Simon Josefsson | 2 Sep 08:25

Re: Document Status?

Patrik Fältström <paf <at> cisco.com> writes:

> --On 2002-09-01 21.34 +0200 Simon Josefsson <jas <at> extundo.com> wrote:
>
>> The specifications seems quite clear on what should happen here -- if
>> there is no negotiation, ACE should be used.  TTY MUAs therefor must
>> display ACE strings as there is no negotiation between xterm and the
>> MUA that an IDNA string is being displayed.
>
> It is not more strange than what we have for Subject-lines today.

There is a important difference; subject lines aren't used to route
mail or identify persons.

If I cut'n'paste a subject line and it is garbled, the only harm will
be a garbled subject line.

If I cut'n'paste an IDN email address and it is garbled, I will send
mail to the wrong person, potentially even encrypted mail embedding
sensitive information, as security systems like OpenPGP and S/MIME
uses email addresses to identify people.

Just making IDN "work", as in displaying fancy glyphs, isn't good
enough, it also shouldn't generate new security problems.  MIME only
dealt with the data, it did not modify interpretation of the
addressing system, and still managed to generate security problems.

Dave Crocker | 2 Sep 10:28

Re: Re: Document Status?

At 09:16 AM 9/2/2002 +0200, Patrik Fältström wrote:
>--On 2002-09-02 08.25 +0200 Simon Josefsson <jas <at> extundo.com> wrote:
> >> It is not more strange than what we have for Subject-lines today.
> > There is a important difference; subject lines aren't used to route
> > mail or identify persons.
>
>I was not thinking of what we use it for.

Folks,

Let's assume that these various "differences" do exist.

So what?

If someone is going to claim that IDNA will not work as it is designed to 
work, they need to explain how it will fail.

d/

----------
Dave Crocker <mailto:dave <at> tribalwise.com>
TribalWise, Inc. <http://www.tribalwise.com>
tel +1.408.246.8253; fax +1.408.850.1850

Patrik Fältström | 2 Sep 09:16
Picon
Favicon

Re: Document Status?

--On 2002-09-02 08.25 +0200 Simon Josefsson <jas <at> extundo.com> wrote:

>> It is not more strange than what we have for Subject-lines today.
> 
> There is a important difference; subject lines aren't used to route
> mail or identify persons.

I was not thinking of what we use it for. 

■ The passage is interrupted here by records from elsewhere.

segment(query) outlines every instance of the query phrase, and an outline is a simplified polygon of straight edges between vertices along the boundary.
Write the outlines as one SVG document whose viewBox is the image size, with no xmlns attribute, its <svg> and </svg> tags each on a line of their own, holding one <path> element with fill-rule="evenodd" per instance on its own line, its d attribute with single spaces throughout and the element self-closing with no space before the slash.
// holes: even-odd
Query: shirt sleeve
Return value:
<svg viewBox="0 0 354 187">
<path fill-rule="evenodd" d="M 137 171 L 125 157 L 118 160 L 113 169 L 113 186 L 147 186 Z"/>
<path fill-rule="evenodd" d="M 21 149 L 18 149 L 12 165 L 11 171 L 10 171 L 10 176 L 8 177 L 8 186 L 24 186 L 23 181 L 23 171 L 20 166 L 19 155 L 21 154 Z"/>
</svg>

I was thinking of the errors one can get.

   paf

Eric A. Hall | 2 Sep 08:12

Re: Re: Document Status?


on 9/2/2002 12:05 AM Patrik Fältström wrote:

> It is not more strange than what we have for Subject-lines today.

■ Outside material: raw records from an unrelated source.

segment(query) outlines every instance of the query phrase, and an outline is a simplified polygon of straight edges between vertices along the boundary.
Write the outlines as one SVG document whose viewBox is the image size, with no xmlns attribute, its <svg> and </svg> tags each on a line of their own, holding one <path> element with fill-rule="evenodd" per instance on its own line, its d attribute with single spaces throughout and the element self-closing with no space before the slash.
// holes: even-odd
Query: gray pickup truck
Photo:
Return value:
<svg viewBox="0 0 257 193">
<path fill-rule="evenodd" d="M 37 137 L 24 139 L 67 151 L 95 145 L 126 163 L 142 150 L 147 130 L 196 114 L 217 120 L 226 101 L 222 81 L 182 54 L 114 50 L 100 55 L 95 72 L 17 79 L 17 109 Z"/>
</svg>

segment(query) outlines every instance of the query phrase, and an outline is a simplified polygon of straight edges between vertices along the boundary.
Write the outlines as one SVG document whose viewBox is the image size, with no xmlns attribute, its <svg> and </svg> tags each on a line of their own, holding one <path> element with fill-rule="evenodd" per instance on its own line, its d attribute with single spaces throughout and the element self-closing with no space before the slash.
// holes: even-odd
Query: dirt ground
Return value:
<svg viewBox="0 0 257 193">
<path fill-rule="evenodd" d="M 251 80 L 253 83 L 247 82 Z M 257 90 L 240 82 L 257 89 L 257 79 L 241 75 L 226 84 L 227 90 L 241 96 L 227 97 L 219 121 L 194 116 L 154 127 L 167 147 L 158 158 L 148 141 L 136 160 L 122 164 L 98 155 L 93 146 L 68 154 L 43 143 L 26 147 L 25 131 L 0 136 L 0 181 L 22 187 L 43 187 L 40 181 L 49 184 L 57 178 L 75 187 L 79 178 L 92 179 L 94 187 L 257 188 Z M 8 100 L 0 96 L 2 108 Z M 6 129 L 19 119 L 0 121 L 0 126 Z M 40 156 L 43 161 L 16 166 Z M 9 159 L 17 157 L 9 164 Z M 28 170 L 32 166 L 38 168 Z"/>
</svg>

Except that Subject: is unstructured data which is not processed as
protocol data. And even when where parts of Subject: are interpreted as
data (such as "Re:"), they are required to be in ASCII for them to work.

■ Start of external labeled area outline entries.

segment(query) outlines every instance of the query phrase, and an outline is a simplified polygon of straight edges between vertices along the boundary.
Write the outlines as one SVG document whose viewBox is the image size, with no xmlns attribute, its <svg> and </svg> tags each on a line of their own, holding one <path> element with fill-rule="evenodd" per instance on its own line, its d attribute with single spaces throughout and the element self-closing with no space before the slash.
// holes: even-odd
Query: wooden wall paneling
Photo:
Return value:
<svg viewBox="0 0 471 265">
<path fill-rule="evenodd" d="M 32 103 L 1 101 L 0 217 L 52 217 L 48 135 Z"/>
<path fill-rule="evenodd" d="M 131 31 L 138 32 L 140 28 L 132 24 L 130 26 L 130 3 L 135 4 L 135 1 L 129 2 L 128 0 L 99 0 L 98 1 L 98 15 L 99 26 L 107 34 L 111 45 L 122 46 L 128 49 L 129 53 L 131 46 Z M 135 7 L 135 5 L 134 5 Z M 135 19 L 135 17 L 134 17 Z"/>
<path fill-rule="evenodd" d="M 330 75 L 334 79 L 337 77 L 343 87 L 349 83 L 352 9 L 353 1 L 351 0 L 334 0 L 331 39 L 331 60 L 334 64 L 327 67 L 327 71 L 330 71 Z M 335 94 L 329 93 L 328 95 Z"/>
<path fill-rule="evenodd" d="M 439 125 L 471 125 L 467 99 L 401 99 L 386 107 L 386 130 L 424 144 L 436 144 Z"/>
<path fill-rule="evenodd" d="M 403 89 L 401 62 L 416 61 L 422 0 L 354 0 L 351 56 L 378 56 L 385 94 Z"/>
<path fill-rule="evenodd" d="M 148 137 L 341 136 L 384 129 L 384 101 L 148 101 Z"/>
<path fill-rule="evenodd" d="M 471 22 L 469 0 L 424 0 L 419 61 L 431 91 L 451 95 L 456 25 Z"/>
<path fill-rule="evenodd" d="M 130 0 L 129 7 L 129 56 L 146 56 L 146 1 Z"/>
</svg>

Domain names are structured and used as protocol data everywhere. Any
strangeness with a domain name is an opportunity for total failure, even
outside the scope of the local application. It won't take long for folks
to figure out that they have to use ASCII for everything, except where
some function provides an explicit IDN data-type and can guarantee that it
will handle any necessary conversion.

--

-- 
Eric A. Hall                                        http://www.ehsco.com/
Internet Core Protocols          http://www.oreilly.com/catalog/coreprot/

YangWoo Ko | 2 Sep 04:45
Picon

Re: Re: Document Status?

On Sun, Sep 01, 2002 at 09:34:26PM +0200, Simon Josefsson wrote:
> Soobok Lee <lsb <at> postel.co.kr> writes:
> >
> > I often run xterm and then launch MUTT (or PINE).
> > Even if MUTT would become IDNA-aware in the future, copy & paste
operations
> > grab the IDN-like strings directly from the xterm, not from the MUTT.
> > So, the MUTT cannot have any opportunity to toss ACE-encod the IDN into
the
> > receiving applications or the clip board area. Text-based MUA does not
have
> > any copy&paste support to/from it. Xterm does all the job.
>
> The specifications seems quite clear on what should happen here -- if
> there is no negotiation, ACE should be used.  TTY MUAs therefor must
> display ACE strings as there is no negotiation between xterm and the
> MUA that an IDNA string is being displayed.

Dear Simon,

Oops. Then I will encounter very ugly environment in the near future.

Dear idn-ers,

Please tell me that simon's understanding is wrong. Negotiation in IDNA
draft seems either poorly documented or poorly understood.

Korean mutt user.

(Continue reading)

Simon Josefsson | 2 Sep 05:16

Re: Document Status?

YangWoo Ko <yw <at> mrko.pe.kr> writes:

>> The specifications seems quite clear on what should happen here -- if
>> there is no negotiation, ACE should be used.  TTY MUAs therefor must
>> display ACE strings as there is no negotiation between xterm and the
>> MUA that an IDNA string is being displayed.
>
> Dear Simon,
>
> Oops. Then I will encounter very ugly environment in the near future.
>
> Dear idn-ers,
>
> Please tell me that simon's understanding is wrong. Negotiation in IDNA
> draft seems either poorly documented or poorly understood.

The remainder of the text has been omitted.